DMV: Department of "Nice try, but no"

July 16, 2009 5:14 pm

Trip 1:

Me: I just moved to Livermore from Utah, I need to get a California Driver's License and register my car.
Them: Ok, fill out these forms and take a number.
....
Me: [hands over forms when number is called]
Them: That's $28 for the license and $242 for the registration.
Me: [Grumble, since I just paid $200+ to renew my registration in Utah 3 months ago...]
Them: You'll need to take the written test, but you can't do that now because we don't hand them out after 4:30, and you need to get a smog test done.
Me: [sigh] Ok. Do I get the smog test done here or somewhere else?
Them: You do that here, just come back sometime before 4:30.

Trip 2:

Me: I need to take a written test and do a smog test.
Them: Written Test go to window 14, you get the smog test done at a testing facility.
Me: So, not here, like I was told last time.
Them: No, not here.

Trip 3:

Me: I have my smog test certificate (another $78.50!) and I need to finish registering my car. [hands over stuff]
Them: You need another signature on this form.
Me: Why?
Them: Because Debora is on the previous registration, so she needs to sign the form as well.
Me: Why didn't someone mention this the last 2 times I was here trying to do this?
Them: They must have overlooked it.

GAH! I've now paid almost $350 and still have nothing. Ok... not quite nothing, I did get the license part done, but I don't actually _have_ a license, I won't get that for another 4 to 6 weeks.

I can tell you exactly why California's government is bankrupt. If the rest of their departments run as efficiently as the DMV there's no reason to wonder. Not to mention that the DMV is only open 4 days a week and closes at 5:00pm.

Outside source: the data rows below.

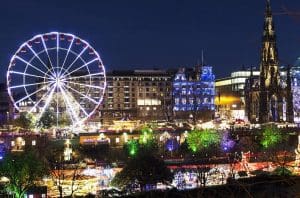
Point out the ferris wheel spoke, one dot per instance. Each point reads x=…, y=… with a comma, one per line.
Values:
x=67, y=55
x=46, y=50
x=83, y=76
x=87, y=85
x=69, y=104
x=78, y=56
x=67, y=107
x=82, y=66
x=82, y=109
x=25, y=74
x=40, y=100
x=48, y=100
x=27, y=85
x=29, y=95
x=37, y=56
x=57, y=49
x=29, y=64
x=85, y=96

When do they expect people that have jobs to get this done exactly?

Franken-video-card

July 10, 2009 5:29 pm

I offered to keep my nerd-posts to my original blog, but Jess said, "If you're still going to post to your old blog, there's no reason to have a joint blog." So, I'm posting a nerdy post to start things out.

The video card in my desktop has been dying slowly over the last couple of months. I was hoping it wouldn't die on me completely, like some of my hardware (I'm looking at you laptop), until I had finished my thesis and moved. Well, it honored that request and lived not a minute longer. I got my computer out and setup so I could make some bookmark changes to my thesis so it can get approved by the electronic submission people, and the fan wouldn't spin at all.

Needing to make these changes regardless of fan operation, but not wanting to run the system without a fan on the video card I had a problem to solve. I have 2 old little fans that I took off of broken motherboards. These have been sitting in a "nerd box", as Jess refers to it, since my electronics lab Physics course. I took off the dead fan and determined that the possible replacement fans wouldn't quite fit and the electrical plugs were slightly too large. So, with some creative adjustments (cutting off the circle of plastic that goes around the outside of the fins) and a little extra force on the electrical pins I got a fan in place and it spins. I probably shouldn't be playing any graphics-intensive games until I get a new card, but I can at least make changes to my thesis and browse the web.